Open sgsdxzy opened 2 months ago
Are the quants limited to 4bit only? Do they get smaller compared to quantizing the regular model? I know the paper said they lose some PPL. This might be helpful for all the huge models released now if so.
No you can use any quant (AutoGPTQ, AutoAWQ, exl2) with any bpw for weights, after the rotation the models weights still keep their original shape but should be smoother with less outliers. The problem is that the ppl doesn't seem to improve for exl2 quants. It does improve a bit for AutoGPTQ.
QuaRot of weights does not consistently improve ppl for exl2 quants. QuaRot of kv cache improves ppl for fp8/q4 kv cache.
Funnily enough I was just working on that. Fused it into the realtime quantization kernels though.

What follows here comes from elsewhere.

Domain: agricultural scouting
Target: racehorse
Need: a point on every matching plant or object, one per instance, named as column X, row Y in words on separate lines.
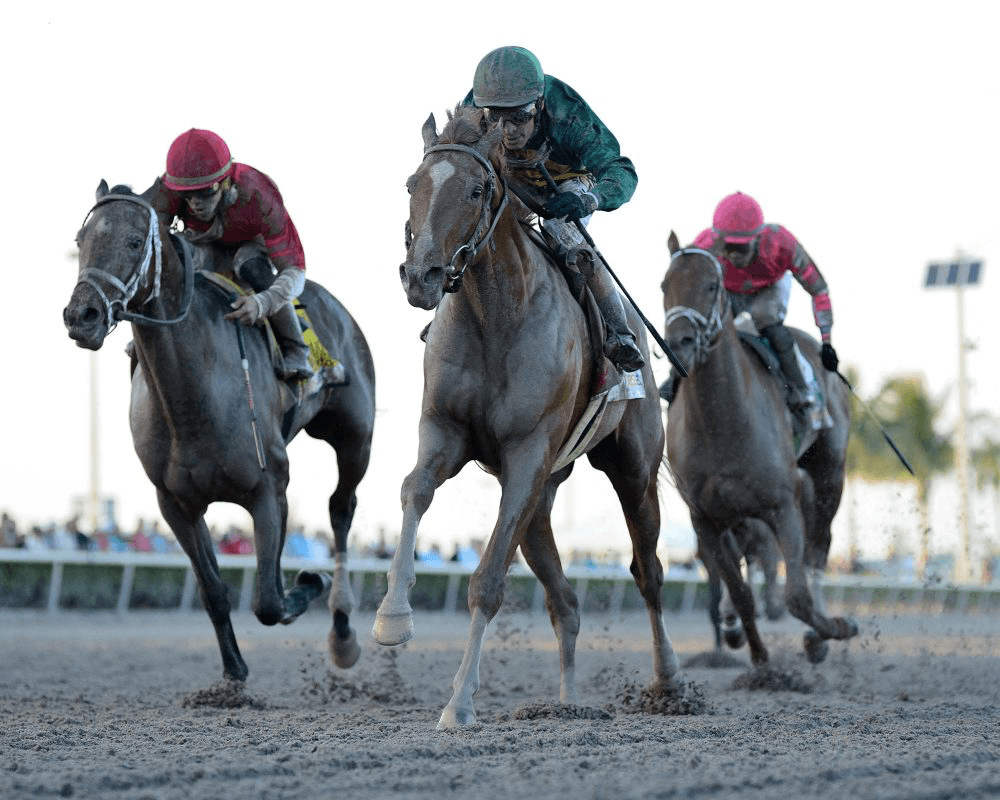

How to enable QuaRot for weight quantization:
pip install git+https://github.com/sgsdxzy/AutoQuarot.git
model = transformers.AutoModelForCausalLM.from_pretrained(model_path, torch_dtype=torch.float16) qrmodel = auto_quarot.AutoQuarotForForCausalLM.from_transformers(model) qrmodel.fuse_layer_norms() qrmodel.rotate_model("hadamard", device=0) qrmodel.model.save_pretrained(rotated_model_path)